Before Phase 1 (Expand):

  • Migration SQL reviewed by Antigravity Plan Mode for lock impact
  • All CREATE INDEX statements use CONCURRENTLY
  • All ALTER TABLE statements assessed for ACCESS EXCLUSIVE locks
  • Rollback SQL written and dry-run on staging
  • Application dual-write code reviewed for correctness on both write paths
  • Backups verified within last 24 hours

Before Phase 2 (Migrate):

  • Backfill script tested on staging with a similarly-sized data set
  • Cursor-based resumability verified (kill the script mid-run, restart, verify no gaps)
  • Sleep interval tuned against staging traffic to confirm acceptable impact
  • Feature flag system in place and verified working at 0% rollout
  • Monitoring dashboards updated to track read-path errors and latency on the new column

Before Phase 3 (Contract):

  • Read flag at 100% for at least 24 hours with no anomalies
  • Application code grepped for any reference to the old schema name
  • Background jobs, cron tasks, and reports audited for old-name references
  • ORM schema regeneration baked into the deploy pipeline
  • Rename PR merged before the rename SQL runs—not after

After Each Phase:

  • Deploy a single phase per release. Never combine phases in one deploy.
  • Wait the observation period (24-48 hours minimum) before starting the next phase
  • Document any deviation from the plan in a runbook so the next migration starts smarter

When Things Go Sideways: Rollback Patterns

Even with all this preparation, real production has a way of finding new failure modes. Knowing how to roll back at each phase keeps you sane.
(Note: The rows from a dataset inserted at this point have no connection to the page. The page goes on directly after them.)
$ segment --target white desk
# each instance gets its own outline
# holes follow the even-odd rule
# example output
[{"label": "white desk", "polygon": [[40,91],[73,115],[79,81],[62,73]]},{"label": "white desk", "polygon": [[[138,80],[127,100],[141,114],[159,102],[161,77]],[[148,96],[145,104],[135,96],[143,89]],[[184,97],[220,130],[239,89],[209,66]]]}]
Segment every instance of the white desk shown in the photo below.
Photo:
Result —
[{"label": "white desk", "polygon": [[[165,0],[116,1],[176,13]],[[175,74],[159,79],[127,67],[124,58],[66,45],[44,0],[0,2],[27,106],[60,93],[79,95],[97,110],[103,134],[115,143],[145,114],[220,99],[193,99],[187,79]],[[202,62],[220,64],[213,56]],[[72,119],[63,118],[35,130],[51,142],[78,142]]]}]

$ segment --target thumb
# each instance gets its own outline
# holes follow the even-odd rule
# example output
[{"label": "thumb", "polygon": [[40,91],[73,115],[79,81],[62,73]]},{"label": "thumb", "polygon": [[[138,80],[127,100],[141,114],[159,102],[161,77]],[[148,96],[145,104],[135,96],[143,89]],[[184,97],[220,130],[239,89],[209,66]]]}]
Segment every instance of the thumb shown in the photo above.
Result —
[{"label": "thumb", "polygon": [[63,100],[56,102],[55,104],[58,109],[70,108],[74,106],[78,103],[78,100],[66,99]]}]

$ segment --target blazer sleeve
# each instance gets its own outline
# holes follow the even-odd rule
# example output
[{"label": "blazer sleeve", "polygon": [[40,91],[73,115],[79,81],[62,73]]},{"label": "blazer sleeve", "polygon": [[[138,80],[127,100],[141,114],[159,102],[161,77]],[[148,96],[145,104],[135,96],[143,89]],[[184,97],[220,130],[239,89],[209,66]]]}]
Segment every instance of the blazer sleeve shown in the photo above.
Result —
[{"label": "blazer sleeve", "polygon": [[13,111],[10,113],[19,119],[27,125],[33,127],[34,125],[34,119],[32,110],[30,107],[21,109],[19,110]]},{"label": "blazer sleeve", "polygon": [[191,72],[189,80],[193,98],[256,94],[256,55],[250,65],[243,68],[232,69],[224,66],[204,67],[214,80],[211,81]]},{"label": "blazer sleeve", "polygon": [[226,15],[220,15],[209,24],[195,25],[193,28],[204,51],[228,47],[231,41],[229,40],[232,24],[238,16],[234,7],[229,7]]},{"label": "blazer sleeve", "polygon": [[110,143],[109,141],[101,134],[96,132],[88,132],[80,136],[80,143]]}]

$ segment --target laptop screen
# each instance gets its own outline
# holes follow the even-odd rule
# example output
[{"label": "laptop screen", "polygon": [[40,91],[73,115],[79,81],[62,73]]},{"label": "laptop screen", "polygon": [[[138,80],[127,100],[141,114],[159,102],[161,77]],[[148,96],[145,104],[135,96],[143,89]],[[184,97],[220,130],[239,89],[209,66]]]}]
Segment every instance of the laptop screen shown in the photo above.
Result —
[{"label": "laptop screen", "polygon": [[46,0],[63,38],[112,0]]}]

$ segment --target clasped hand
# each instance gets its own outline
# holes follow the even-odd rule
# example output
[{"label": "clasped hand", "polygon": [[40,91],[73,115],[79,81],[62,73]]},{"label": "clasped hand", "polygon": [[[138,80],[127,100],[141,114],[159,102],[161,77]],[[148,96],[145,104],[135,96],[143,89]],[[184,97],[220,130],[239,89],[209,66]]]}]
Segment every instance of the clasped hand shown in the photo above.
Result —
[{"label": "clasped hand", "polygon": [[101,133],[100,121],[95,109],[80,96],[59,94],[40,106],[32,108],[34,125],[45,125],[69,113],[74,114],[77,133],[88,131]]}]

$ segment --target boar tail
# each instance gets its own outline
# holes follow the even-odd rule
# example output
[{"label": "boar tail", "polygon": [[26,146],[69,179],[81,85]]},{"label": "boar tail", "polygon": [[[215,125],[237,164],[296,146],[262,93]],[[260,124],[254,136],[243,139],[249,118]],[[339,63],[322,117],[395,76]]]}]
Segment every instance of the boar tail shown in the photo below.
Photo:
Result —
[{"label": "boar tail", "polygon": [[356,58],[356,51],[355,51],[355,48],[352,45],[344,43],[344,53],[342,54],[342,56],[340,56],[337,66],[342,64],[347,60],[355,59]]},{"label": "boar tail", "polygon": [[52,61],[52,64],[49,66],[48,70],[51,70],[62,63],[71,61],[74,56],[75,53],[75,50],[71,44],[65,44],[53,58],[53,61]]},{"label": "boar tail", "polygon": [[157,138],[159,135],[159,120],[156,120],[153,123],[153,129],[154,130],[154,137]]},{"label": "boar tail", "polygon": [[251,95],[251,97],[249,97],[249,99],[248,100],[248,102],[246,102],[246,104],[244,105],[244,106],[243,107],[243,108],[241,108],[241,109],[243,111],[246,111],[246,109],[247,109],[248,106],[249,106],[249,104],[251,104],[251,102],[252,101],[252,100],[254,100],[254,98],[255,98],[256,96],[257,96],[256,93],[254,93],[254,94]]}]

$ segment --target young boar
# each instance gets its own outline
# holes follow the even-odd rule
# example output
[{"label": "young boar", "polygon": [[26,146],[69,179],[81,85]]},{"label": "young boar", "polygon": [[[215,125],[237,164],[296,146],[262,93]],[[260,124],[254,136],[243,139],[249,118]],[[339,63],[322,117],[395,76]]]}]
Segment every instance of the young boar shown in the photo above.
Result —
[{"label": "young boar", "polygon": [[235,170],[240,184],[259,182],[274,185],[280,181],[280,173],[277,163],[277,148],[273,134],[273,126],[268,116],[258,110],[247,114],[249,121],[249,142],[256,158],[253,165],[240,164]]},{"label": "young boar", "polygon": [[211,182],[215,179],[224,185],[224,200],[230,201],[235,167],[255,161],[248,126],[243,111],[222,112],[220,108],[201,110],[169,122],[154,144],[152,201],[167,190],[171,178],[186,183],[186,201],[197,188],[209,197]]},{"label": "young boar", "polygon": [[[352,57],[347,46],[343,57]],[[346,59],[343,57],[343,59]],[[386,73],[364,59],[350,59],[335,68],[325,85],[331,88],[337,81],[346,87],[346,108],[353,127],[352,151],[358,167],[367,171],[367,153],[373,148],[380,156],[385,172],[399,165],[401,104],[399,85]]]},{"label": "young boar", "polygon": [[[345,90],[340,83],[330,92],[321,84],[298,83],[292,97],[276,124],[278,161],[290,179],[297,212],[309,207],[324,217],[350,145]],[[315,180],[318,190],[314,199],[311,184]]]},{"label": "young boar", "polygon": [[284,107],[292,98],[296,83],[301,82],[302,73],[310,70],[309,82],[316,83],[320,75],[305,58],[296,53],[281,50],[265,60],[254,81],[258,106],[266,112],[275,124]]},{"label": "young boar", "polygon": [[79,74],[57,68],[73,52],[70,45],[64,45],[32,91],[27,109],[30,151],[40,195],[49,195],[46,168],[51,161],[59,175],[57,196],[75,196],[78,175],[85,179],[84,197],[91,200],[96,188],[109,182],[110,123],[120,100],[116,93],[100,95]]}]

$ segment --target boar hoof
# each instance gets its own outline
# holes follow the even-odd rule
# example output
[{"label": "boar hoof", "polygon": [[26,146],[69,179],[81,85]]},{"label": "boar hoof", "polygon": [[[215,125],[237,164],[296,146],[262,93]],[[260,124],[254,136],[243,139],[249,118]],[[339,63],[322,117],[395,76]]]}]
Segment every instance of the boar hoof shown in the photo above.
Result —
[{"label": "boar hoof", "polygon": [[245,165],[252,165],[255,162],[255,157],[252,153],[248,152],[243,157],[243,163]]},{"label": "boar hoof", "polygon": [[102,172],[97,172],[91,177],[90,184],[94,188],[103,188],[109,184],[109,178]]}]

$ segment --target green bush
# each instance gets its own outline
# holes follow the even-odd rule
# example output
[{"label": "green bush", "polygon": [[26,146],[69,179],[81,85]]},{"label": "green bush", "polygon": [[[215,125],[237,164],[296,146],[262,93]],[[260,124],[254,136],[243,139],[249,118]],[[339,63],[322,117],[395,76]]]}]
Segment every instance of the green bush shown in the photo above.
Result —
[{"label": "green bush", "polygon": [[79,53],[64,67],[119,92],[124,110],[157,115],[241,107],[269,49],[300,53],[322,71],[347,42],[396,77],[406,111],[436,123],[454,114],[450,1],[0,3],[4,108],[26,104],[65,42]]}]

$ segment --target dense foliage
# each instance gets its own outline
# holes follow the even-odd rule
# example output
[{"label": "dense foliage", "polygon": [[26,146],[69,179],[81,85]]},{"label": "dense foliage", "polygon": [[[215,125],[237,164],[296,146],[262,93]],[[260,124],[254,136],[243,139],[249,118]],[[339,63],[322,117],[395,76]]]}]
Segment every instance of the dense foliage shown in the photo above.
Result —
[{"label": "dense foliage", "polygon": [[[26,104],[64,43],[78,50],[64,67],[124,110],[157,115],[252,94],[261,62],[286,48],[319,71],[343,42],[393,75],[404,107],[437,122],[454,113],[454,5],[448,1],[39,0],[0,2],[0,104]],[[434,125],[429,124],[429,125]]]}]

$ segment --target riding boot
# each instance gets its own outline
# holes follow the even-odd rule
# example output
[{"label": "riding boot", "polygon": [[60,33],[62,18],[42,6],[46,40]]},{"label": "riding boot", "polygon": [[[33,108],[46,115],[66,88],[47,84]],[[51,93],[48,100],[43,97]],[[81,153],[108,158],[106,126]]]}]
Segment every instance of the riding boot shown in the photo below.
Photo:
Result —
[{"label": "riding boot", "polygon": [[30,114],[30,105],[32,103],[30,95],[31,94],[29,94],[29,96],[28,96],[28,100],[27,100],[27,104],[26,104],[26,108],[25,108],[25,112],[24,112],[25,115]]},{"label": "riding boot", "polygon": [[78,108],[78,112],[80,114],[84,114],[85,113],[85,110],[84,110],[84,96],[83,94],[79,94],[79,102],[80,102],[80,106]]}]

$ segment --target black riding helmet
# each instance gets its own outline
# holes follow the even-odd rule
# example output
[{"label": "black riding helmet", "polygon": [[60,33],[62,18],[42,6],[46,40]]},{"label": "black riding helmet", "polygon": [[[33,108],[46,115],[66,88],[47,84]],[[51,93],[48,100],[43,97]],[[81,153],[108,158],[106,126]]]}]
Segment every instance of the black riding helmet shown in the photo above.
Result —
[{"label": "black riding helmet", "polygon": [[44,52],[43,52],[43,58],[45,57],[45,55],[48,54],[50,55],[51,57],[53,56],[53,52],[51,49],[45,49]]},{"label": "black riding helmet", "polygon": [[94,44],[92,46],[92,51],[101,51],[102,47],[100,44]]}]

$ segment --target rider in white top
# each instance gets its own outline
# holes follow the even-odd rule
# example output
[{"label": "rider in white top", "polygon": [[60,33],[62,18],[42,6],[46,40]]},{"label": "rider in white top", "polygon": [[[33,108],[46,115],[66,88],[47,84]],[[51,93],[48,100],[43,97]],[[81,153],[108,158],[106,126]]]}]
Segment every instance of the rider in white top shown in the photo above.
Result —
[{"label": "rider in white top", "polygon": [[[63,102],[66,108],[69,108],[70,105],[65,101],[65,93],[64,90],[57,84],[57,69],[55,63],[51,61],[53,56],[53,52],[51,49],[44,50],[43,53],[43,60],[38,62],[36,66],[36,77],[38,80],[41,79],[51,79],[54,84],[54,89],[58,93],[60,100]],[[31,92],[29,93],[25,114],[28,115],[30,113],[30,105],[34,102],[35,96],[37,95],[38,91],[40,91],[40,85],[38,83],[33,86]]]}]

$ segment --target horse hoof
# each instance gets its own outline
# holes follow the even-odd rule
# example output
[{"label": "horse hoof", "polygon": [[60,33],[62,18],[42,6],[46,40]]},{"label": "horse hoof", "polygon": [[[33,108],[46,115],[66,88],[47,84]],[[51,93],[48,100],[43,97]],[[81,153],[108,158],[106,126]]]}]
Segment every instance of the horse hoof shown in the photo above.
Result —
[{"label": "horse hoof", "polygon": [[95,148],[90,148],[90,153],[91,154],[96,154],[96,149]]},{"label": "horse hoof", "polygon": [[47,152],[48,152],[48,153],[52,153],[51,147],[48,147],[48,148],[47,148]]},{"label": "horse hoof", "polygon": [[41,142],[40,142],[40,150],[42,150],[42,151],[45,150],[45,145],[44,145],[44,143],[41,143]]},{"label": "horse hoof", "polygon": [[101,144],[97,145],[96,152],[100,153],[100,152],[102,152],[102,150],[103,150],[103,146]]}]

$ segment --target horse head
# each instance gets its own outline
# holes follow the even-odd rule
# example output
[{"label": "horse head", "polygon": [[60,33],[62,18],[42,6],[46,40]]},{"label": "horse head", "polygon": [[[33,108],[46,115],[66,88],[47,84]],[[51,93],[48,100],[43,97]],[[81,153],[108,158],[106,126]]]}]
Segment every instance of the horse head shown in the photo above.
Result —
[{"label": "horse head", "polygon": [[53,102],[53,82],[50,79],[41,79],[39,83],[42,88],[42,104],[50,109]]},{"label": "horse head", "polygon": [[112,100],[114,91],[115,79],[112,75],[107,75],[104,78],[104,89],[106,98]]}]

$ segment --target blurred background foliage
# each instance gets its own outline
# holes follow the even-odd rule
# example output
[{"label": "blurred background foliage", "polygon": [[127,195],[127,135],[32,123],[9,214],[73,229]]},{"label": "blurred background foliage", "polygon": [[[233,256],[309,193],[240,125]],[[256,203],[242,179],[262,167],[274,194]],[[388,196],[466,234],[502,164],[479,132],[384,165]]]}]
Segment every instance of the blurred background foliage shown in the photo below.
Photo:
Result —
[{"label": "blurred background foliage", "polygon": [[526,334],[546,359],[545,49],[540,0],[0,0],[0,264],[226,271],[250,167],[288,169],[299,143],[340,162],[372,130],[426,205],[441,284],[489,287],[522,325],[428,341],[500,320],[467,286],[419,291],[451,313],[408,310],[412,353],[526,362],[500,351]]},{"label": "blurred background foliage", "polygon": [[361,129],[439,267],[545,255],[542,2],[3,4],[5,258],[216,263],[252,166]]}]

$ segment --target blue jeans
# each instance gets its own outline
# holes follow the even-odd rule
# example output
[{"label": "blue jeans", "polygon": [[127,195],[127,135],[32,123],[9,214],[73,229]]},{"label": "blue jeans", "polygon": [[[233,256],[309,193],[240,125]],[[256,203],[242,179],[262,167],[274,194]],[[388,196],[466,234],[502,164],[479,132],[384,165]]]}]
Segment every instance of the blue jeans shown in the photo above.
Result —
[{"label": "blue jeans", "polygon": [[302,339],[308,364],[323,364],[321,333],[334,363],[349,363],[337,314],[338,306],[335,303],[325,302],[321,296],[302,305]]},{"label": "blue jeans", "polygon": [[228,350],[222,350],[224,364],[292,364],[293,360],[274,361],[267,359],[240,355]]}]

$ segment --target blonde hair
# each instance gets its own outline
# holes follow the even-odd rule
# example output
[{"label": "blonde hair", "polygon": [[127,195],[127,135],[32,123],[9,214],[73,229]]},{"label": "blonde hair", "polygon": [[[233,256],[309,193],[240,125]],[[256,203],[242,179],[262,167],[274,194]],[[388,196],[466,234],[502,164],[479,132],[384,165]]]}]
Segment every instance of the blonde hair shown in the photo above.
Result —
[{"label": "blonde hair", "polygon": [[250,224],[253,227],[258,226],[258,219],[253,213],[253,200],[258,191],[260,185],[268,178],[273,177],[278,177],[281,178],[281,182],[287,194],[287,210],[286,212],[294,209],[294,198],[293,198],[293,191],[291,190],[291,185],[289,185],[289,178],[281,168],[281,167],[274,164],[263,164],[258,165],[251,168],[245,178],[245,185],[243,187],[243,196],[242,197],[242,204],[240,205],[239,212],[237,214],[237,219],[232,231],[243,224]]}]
Rolling back from Phase 1: This is the easy case. The new column exists but the application still works against the old column. Drop the dual-write code, ship a deploy, and either keep the column for a future attempt or drop it. No data is lost because the new column was additive.

Rolling back during Phase 2: The dangerous middle. Reads might be partially shifted. The right move is to flip the feature flag to 0% (back to the old column for reads), keep the dual-write running, and investigate. The new column's data isn't lost—it's just dormant. You can restart the migration once you understand what happened.

Rolling back from Phase 3: This is the hardest case because the rename is real. If you renamed id to id_old_deprecated and id_new to id, the rollback is to rename them back. The data is intact. The pain is that any deploy in between assumed the new naming, so you may need to revert application deploys too.

I write the rollback SQL at the same time as the forward migration SQL. Two files, side by side. If a migration is too complex to write a clean rollback for, that's a signal the migration is too complex—simplify it before shipping.

A Note on Writing Migrations With AI

I want to say something honest about Antigravity's role in this kind of work. The model is excellent at the mechanical parts: generating the SQL skeletons, suggesting safer variants, catching obvious lock issues. It is not a substitute for understanding what your data layer actually does under load.

I treat Antigravity's output the way I'd treat a junior engineer's pull request: helpful, often correct, occasionally subtly wrong in ways that only show up in production. The Plan Mode review is invaluable for catching the obvious, but I never ship a migration I haven't personally walked through line by line.

What changed for me with Antigravity isn't that I think less about migrations. It's that I write more of them. The activation energy of "design the Expand-Contract plan, write the SQL, write the dual-write code, write the backfill, write the rollback, document everything" used to be high enough that I postponed schema changes I knew I needed. Now the activation energy is low enough that I do them, and the process makes me better at them every time.